I agree with the term "Laudative" being apparently the correct term for referring to a commendatory grammatical term. It's in fairly regular current use in that sense in linguistic circles, even if you filter out French results, and anyway it just makes intuitive sense from the word laud. Google n-grams shows slowly increasing usage since the 1940s.
However, there are plenty of terms that could be used if you wanted to avoid the OED's incorrect categorization of it as "obsolete", rather than as "jargon".
While these words mostly aren't specifically nouns to describe grammatical terms, I'd generally use one of:
- a commendation/a commendatory term/a commendative.
Cambridge dictionary lists commendative only as an adjective synonymous with commendatory, and defines commendation as: "praise, or an official statement that praises someone"; "an honor such as a prize given to someone because they have done something that people admire"; "a formal statement of praise for someone who has done something admirable." Commendative seems very rarely seen.
Given these, these terms can carry implications of formal, official or public recognition.
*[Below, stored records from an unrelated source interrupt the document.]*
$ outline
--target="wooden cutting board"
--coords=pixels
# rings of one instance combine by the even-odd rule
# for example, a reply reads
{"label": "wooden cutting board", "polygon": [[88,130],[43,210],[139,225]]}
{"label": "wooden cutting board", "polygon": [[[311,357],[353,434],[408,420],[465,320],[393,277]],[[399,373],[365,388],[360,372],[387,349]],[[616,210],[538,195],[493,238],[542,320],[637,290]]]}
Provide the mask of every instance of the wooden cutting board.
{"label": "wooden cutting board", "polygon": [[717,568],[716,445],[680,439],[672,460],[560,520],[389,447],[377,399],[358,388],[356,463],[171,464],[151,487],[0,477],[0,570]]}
- an approbation/an approbatory term/an approbative.
Cambridge again defines approbative as an adjectival form of approbation, rather than as a noun, and approbation as "approval or agreement, often given by an official group".
The term approbation also isn't super well known, and to those unfamiliar with it, can even appear to mean something negative. It also has the same problems as commendation in that it can imply formal recognition.
However, approbative seems at least somewhat more common than commendative and laudative, though it is hard to tell how much, if any of this usage is in the grammar-jargon noun sense rather than the lay-speech adjectival sense.
Relevant Google Ngram.
- a praise/a term of praise
This seems the most direct, simplest term. It's vagueness makes it ambiguous whether you mean the whole statement rather than a single word, so you might have to use a compound like "a praise-word" or "a term of praise". There's also the possible misinterpretation as having religious overtones.
I can find only a very few usages (one, two) of the term praiseword in this jargon sense, and it is not referenced in any online dictionary I could find, but honestly, as an antonym for curseword, it may well be way more intuitive and suitable than the more technically correct laudative, for non-jargon contexts like the linked articles.